Dupuis Philippe 2015
Philippe Dupuis.

La volonté de résoudre les difficultés liées aux sorts de ces enfants avaient aussi donné lieu dans le rapport des sénateurs Sueur et Lecerf (Les rapports du Sénat, n° 372) à la recommandation d’un décret pour fixer le régime juridique de ces enfants en lieu et place de la circulaire n° 2001-576 du 30 novembre 2001 jusque-là applicable. Malheureusement, le décret ne vint alors que partiellement exaucer les vœux des parlementaires. À l’issue de ce texte, la situation juridique était donc la suivante :

L’enfant pouvait être né vivant, dans ce cas, deux hypothèses :

- S’il décédait après la déclaration de naissance : établissement d’un acte de décès qui emportait alors toutes les possibilités d’inhumation du défunt ;
- S’il décédait avant la déclaration de naissance : soit il était né viable (alternativement, soit au moins 22 semaines d’aménorrhée, soit au moins 500 grammes), et il fallait aussi faire inhumer le défunt après avoir dressé un acte de naissance et un acte de décès ; soit il n’était pas né viable, et un acte d’enfant sans vie était dressé.
Le décret du 1er août, par l’art. R. 1112-76-II-2° du CSP, vient alors offrir au père ou à la mère la possibilité :
- d’inhumer ;
- de crématiser ;
- de faire crématiser par l’établissement de santé ;
- de faire inhumer par la commune si une convention existe entre celle-ci et l’établissement de santé.

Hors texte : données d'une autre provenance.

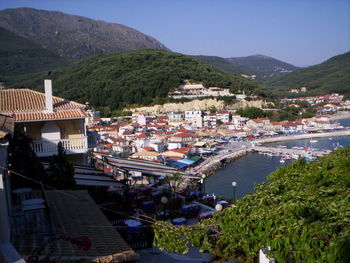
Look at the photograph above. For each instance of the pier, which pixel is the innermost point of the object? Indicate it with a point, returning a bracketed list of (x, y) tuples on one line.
[(285, 151)]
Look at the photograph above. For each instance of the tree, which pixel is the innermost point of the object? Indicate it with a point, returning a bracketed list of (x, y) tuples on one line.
[(302, 215), (212, 109), (61, 172), (174, 180), (23, 160)]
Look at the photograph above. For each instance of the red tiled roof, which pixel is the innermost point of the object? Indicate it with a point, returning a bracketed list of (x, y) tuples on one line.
[(29, 105), (117, 139), (142, 136), (183, 150), (183, 130), (182, 135), (63, 114), (147, 148)]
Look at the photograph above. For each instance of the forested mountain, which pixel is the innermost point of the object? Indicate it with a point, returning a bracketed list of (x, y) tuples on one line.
[(264, 68), (137, 77), (269, 66), (332, 75), (73, 36), (19, 55), (225, 64)]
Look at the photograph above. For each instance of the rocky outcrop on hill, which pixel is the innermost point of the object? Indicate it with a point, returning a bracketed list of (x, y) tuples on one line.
[(203, 105), (73, 36)]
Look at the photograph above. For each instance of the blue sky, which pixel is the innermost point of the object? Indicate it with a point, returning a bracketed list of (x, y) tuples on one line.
[(301, 32)]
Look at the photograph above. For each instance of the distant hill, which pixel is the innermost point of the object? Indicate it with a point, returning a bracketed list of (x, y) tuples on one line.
[(267, 65), (19, 55), (139, 77), (73, 36), (264, 68), (332, 75), (226, 65)]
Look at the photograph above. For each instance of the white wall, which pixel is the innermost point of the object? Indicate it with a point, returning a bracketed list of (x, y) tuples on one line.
[(50, 131)]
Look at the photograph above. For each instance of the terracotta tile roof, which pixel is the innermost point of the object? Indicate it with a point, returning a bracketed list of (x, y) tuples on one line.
[(148, 148), (29, 105), (63, 114), (6, 125)]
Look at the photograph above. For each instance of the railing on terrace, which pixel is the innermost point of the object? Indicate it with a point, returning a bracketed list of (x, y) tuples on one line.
[(74, 145)]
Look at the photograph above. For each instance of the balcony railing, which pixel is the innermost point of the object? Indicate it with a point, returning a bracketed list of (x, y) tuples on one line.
[(71, 146)]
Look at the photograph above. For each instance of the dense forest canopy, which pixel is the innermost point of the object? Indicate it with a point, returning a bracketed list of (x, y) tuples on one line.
[(330, 76), (303, 215), (139, 77)]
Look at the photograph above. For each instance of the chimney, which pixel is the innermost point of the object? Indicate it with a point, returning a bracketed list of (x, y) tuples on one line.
[(48, 96)]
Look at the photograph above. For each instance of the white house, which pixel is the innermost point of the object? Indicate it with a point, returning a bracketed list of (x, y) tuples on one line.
[(47, 120)]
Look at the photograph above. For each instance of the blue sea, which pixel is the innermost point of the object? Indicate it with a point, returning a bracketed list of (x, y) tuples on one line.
[(253, 168)]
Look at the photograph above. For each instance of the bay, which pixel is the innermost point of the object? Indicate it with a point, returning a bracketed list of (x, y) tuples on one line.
[(253, 168)]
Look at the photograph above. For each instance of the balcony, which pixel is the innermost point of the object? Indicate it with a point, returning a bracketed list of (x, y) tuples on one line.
[(71, 146)]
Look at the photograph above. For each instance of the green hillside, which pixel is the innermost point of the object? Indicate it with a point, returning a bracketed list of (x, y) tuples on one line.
[(269, 66), (331, 76), (302, 214), (224, 64), (264, 68), (19, 55), (139, 77), (72, 36)]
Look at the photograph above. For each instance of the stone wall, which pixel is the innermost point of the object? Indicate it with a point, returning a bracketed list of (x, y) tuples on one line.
[(197, 105)]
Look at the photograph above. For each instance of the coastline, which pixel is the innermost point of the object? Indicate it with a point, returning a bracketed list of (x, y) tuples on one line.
[(345, 132), (217, 162), (346, 115)]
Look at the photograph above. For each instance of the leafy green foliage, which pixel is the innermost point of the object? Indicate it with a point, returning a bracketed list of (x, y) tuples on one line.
[(330, 76), (251, 112), (303, 215), (129, 78), (60, 171), (23, 160)]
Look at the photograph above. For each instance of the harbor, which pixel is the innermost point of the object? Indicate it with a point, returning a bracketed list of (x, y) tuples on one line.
[(253, 168)]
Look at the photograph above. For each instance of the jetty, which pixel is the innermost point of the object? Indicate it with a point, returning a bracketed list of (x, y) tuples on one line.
[(290, 152)]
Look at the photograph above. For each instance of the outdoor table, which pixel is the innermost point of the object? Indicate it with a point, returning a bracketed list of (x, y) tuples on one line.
[(179, 221), (208, 198), (223, 203), (206, 215), (33, 207), (194, 194), (145, 190), (22, 192), (156, 195), (34, 201), (190, 210), (139, 200), (133, 225), (148, 206)]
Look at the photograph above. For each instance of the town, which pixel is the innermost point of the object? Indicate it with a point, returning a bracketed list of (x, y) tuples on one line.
[(174, 131)]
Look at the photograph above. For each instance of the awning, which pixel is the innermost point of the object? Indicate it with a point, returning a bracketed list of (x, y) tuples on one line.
[(178, 164), (186, 161), (92, 180), (196, 158), (199, 144)]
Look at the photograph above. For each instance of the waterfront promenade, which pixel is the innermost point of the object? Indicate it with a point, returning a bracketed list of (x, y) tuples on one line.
[(345, 132), (238, 149)]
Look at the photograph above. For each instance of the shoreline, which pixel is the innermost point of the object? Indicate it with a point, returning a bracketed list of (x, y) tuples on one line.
[(340, 133), (340, 116), (219, 161)]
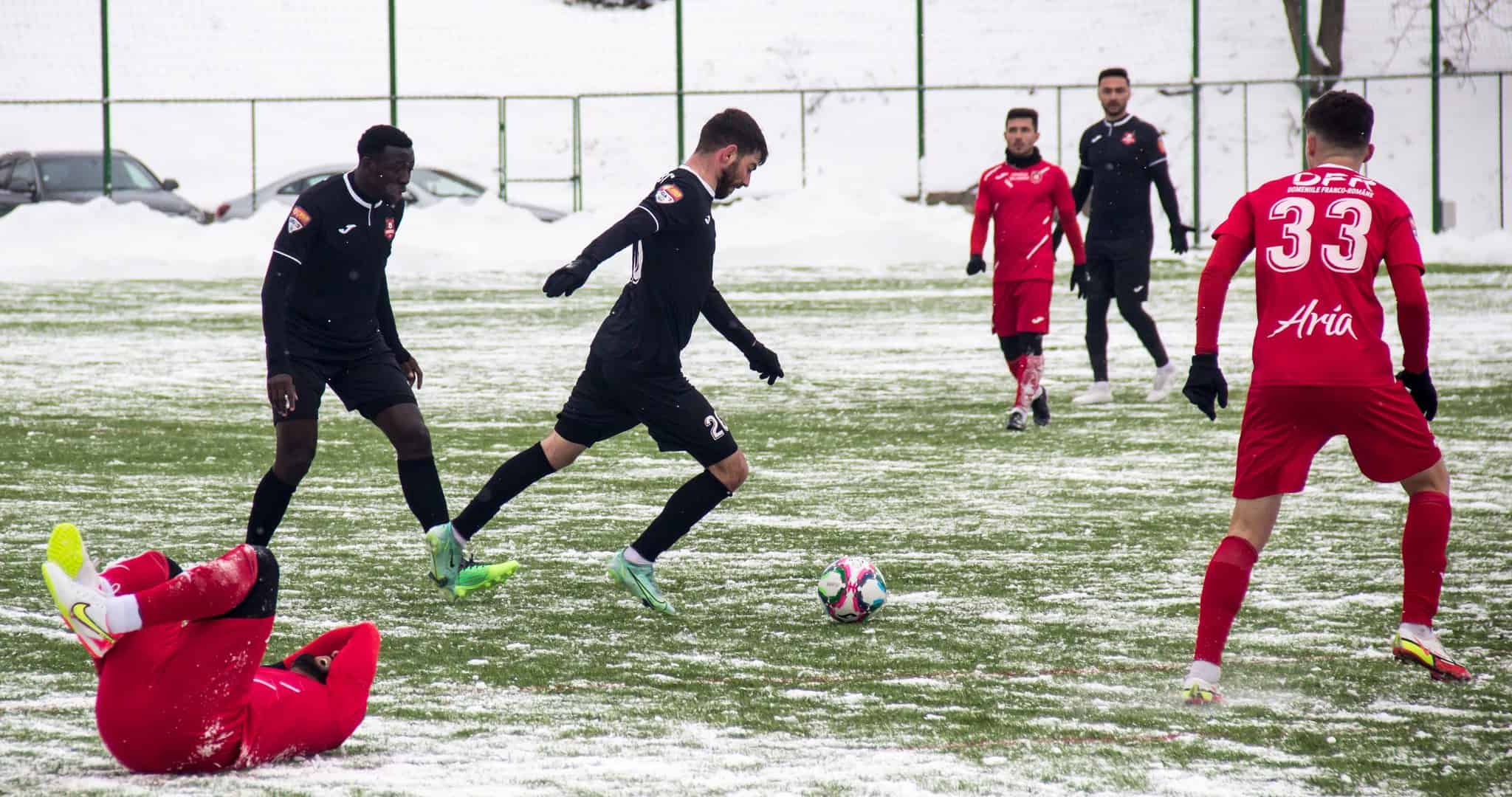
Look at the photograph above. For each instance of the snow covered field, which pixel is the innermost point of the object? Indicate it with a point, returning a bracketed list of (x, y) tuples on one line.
[(1045, 586)]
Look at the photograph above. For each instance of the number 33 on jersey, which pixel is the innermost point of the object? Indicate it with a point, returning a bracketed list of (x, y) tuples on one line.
[(1319, 239)]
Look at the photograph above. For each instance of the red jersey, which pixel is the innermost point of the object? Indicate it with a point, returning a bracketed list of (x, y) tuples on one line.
[(1319, 239), (1020, 200), (291, 714)]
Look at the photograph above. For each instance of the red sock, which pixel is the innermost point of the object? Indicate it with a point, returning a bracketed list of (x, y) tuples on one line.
[(138, 573), (1222, 595), (1018, 366), (207, 590), (1423, 560)]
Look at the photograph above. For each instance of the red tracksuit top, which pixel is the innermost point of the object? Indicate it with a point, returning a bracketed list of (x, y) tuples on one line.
[(1020, 201)]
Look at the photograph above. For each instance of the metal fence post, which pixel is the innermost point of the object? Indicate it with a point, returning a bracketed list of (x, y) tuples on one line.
[(394, 72), (1437, 200), (1196, 120), (105, 91), (504, 155), (253, 106), (577, 153), (679, 83), (918, 8), (803, 141)]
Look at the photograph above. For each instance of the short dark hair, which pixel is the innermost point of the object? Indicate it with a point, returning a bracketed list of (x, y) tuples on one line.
[(380, 137), (1341, 118), (732, 126), (1113, 72), (1023, 114)]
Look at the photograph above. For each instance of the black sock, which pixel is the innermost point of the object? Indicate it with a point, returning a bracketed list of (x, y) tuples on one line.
[(685, 507), (522, 471), (1098, 338), (422, 491), (1145, 328), (269, 503)]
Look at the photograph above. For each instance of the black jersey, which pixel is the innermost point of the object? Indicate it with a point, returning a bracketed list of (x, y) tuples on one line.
[(1119, 161), (672, 277), (327, 279)]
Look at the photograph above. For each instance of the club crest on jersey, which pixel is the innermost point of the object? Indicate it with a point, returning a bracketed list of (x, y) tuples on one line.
[(298, 218)]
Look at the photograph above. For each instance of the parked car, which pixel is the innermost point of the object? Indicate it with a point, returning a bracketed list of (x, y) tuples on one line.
[(79, 177), (427, 187)]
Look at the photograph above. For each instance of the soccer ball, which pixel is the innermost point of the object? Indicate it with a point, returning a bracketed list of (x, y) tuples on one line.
[(852, 589)]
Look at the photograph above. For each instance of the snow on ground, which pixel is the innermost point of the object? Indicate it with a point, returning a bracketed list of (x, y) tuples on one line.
[(802, 232)]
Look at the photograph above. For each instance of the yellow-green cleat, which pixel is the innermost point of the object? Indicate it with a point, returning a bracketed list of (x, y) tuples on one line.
[(480, 576), (640, 581)]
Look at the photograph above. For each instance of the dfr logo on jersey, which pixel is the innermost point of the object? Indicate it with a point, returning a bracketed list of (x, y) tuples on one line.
[(1307, 320), (298, 218)]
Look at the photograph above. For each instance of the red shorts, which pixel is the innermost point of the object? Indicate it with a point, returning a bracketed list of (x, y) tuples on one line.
[(1021, 306), (1285, 425)]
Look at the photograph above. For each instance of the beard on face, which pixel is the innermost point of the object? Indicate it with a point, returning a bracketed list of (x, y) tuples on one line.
[(726, 185)]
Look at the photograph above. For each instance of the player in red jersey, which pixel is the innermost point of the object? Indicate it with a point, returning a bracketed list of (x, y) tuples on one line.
[(1020, 199), (179, 655), (1322, 370)]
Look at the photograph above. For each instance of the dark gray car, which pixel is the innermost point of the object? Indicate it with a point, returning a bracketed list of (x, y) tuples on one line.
[(78, 177)]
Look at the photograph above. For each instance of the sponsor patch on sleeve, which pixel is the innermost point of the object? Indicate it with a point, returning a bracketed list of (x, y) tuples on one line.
[(298, 218)]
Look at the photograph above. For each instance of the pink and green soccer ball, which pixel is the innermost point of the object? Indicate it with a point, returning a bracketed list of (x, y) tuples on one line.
[(852, 589)]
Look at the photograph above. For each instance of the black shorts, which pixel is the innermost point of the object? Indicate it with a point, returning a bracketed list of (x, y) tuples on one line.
[(610, 400), (369, 384), (1119, 268)]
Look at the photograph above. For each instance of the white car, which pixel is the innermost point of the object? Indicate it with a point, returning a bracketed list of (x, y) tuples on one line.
[(427, 187)]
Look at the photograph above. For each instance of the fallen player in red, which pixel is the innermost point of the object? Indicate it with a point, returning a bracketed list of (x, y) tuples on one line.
[(179, 655)]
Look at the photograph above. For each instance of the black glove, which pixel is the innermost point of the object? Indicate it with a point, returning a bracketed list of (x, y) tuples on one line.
[(1079, 280), (1178, 238), (568, 279), (1204, 383), (764, 362), (1422, 389)]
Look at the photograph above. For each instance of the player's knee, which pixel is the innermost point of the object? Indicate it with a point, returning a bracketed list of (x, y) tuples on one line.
[(1131, 308), (413, 442), (732, 471), (1434, 478)]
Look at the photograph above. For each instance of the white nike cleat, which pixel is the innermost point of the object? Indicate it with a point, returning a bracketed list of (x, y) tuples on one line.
[(83, 608), (1096, 393), (1164, 380)]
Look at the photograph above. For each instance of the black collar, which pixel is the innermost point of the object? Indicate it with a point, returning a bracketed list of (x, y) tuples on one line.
[(1023, 162)]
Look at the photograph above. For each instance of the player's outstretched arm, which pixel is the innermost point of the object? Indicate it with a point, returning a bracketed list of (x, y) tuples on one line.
[(763, 360), (1406, 283), (636, 226), (391, 334), (1206, 383)]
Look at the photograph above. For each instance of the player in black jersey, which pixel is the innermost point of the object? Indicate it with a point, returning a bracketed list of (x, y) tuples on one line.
[(327, 321), (634, 371), (1121, 156)]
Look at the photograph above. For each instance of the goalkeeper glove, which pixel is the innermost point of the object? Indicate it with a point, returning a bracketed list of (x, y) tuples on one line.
[(1204, 383), (1422, 389)]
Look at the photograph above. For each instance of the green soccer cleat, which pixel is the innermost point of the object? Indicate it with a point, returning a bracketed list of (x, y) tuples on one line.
[(480, 576), (639, 581), (447, 556), (1200, 693)]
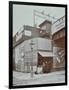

Soit l’enfant était décédé in utero, deux cas :

- L’enfant était viable, et dans ce cas on avait le choix des possibilités ouvertes au cas précédent entre inhumation, crémation, crémation par l’établissement de santé et inhumation par la commune lorsqu’une convention existe entre la commune et l’établissement de santé.

Soit l’enfant n’était pas viable, et alors aucun acte d’état civil n’était dressé. Le fœtus était alors considéré comme une pièce anatomique d’origine humaine, et il était, comme tel, détruit par l’hôpital, par incinération (R. 1335-9 et R. 1335-11 du CSP).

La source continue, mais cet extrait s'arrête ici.